Is there any risk that these children will become more unproductive or disabled adults?
There is some research that is already evaluating that the children of generation Y, the millennials, who were overprotected and were victims of this excess of schooling, are becoming narcissistic adults, unable to cope with frustration and conflict, tend to escape bad weather. …
We started to have some evidence of that. These are predictable effects. A child who faces reality with his father and mother standing between him and the problem will not learn to solve it on his own. Not even with the teacher teaching her some discipline.
She has to fall and grate her knee. Because life hurts, reality hurts. But pass. And the next day, the wound got a cone, the body is reacting and doing something.
In a little while, that little mark disappeared and the knee returned to normal. Look at everything she learned there about coping with pain, about knowing that this pain passes and that the body works and regenerates. What class will you offer this experience?
You stressed, in your lecture, that investing in full development in early childhood helps to reduce future health costs. Because?
Because children will become more capable, healthier adults, who will be able to make better choices and develop good habits, will have a better job and achieve better living conditions… And these are the living conditions that determine better health in the long run.
With better nutritional habits, the diseases that kill most today are more likely to be prevented ahead, such as diabetes, obesity, hypertension. It is in early childhood that the prevention of these diseases begins. Investing in family training, in prenatal care and encouraging breastfeeding, which helps to strengthen the body's defenses, is very efficient in terms of investment in public health.
You also said that early childhood helps public managers to overcome the dilemma of the search for equity and efficiency, which are usually seen as irreconcilable. Like?
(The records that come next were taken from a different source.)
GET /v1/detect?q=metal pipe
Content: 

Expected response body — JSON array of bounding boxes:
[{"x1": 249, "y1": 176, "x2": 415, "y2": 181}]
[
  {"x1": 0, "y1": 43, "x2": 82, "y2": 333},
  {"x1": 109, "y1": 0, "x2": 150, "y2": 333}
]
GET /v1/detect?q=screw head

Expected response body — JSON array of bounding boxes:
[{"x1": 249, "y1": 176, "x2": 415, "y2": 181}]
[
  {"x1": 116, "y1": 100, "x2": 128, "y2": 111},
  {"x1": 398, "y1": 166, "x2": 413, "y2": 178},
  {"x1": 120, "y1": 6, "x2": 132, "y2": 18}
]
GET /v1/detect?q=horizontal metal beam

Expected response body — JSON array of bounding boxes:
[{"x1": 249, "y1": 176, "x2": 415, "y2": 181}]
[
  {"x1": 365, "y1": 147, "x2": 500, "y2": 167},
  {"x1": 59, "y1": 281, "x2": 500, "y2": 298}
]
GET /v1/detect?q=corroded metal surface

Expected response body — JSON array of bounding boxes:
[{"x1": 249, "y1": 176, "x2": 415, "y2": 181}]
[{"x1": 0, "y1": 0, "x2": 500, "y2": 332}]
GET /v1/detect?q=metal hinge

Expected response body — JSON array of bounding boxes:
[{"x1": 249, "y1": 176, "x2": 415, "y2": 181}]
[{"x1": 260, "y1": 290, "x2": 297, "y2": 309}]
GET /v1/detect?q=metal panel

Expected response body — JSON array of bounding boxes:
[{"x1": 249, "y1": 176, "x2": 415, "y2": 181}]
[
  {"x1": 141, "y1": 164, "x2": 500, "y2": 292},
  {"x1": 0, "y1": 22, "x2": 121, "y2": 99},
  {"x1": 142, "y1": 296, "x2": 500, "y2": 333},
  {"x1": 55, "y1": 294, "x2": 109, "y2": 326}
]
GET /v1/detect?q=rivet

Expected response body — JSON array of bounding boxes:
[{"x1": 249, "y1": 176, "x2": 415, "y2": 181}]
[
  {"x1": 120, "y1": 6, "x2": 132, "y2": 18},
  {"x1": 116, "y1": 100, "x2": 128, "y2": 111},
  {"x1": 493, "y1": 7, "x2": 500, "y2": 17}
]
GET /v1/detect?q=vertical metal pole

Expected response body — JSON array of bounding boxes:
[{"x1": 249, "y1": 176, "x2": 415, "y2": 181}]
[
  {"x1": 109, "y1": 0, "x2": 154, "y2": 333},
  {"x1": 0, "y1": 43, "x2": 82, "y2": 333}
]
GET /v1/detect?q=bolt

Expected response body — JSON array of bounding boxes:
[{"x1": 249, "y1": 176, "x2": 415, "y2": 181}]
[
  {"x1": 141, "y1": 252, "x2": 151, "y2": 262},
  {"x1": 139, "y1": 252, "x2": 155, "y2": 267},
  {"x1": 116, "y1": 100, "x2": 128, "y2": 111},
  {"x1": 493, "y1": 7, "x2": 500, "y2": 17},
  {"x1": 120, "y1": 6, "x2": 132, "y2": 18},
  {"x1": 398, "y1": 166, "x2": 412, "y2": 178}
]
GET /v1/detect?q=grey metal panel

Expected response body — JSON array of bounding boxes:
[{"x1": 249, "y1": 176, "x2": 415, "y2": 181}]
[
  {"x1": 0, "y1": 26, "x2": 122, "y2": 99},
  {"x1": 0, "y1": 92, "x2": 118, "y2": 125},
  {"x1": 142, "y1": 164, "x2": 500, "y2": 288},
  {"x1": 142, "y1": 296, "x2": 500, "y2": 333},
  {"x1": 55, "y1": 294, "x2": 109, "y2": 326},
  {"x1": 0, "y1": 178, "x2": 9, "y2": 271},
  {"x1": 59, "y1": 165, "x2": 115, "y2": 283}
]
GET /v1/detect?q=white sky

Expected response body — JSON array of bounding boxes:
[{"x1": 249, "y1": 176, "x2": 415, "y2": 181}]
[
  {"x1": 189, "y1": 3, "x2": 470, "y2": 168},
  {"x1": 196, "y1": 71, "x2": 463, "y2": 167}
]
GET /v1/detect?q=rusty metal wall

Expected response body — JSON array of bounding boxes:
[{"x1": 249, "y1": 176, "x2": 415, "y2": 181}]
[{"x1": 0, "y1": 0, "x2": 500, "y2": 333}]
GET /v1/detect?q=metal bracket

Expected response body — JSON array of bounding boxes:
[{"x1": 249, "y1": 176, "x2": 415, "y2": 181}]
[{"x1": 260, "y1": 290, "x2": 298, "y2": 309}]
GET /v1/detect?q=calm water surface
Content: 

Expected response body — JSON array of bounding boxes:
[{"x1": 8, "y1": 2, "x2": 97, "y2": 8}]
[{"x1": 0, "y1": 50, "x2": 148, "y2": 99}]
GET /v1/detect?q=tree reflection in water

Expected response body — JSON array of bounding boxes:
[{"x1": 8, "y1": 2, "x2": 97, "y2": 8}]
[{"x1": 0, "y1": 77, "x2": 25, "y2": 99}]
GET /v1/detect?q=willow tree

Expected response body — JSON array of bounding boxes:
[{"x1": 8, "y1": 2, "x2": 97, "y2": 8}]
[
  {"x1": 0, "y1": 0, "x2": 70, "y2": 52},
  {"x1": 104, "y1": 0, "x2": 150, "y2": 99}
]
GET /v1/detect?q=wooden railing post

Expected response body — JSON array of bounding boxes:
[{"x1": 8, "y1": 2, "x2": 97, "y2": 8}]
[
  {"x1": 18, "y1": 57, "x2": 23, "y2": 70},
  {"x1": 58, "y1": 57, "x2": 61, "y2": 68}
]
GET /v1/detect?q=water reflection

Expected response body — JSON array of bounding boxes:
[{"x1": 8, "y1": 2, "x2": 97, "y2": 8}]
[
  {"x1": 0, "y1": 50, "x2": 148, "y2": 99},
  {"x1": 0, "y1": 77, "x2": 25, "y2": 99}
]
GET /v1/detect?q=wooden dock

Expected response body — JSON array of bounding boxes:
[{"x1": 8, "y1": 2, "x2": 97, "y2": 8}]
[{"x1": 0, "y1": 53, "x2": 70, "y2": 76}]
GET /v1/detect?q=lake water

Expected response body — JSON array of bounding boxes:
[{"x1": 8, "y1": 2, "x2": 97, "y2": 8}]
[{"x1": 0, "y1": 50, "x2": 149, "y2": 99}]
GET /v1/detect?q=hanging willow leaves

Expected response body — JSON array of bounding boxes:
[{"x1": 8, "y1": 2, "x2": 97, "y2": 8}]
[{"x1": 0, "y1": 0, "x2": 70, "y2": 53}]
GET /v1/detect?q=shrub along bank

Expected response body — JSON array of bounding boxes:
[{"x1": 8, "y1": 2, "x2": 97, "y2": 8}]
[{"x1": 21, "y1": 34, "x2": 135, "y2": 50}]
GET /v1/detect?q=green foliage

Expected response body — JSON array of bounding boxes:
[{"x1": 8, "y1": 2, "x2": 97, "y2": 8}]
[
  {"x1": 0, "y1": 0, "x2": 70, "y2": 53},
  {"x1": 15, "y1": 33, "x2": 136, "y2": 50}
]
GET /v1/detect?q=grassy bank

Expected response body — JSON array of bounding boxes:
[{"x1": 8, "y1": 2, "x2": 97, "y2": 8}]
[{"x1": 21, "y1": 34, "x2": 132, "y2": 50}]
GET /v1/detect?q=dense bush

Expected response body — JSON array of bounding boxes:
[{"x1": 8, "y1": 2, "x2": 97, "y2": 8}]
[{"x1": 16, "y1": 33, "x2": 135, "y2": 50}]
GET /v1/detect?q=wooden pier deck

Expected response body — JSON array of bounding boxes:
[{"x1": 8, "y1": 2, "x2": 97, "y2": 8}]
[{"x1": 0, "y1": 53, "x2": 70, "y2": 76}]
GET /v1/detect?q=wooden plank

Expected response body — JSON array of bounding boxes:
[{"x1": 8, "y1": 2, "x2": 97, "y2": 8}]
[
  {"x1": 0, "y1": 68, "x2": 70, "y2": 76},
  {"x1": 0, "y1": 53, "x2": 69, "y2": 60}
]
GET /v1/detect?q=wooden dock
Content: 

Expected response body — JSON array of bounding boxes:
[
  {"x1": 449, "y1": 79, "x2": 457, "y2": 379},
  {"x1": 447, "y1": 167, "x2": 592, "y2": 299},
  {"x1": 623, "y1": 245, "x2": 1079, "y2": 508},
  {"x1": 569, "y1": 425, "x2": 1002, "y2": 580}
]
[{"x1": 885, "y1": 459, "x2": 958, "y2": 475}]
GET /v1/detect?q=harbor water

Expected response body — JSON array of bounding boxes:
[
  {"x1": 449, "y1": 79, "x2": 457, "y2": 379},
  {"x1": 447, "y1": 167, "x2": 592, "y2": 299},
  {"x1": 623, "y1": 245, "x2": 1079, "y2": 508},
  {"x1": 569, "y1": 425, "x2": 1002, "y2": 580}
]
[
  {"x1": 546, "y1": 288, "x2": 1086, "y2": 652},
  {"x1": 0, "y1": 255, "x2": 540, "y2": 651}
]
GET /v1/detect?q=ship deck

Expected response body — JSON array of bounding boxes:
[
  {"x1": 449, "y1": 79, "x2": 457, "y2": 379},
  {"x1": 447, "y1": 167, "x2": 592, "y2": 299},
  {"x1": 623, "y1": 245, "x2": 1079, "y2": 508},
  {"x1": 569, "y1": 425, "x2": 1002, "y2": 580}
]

It is a classic duality of the politician, who wants to have results four years now, when he is re-elected. For the public manager, investing money in poverty reduction is often very costly and has little result.
And he manages to be efficient with this resource, because the structure of these people is already very addicted to oppression and low development. Investment in early childhood overcomes this duality.
Investing in this moment of life helps to promote poverty reduction in the medium and long terms, with a very high efficiency of resources, because investing early is what brings more resulted. In the short term it also works, because this manager will have happier families and children doing more at school. It is a path towards citizenship and a more capable society.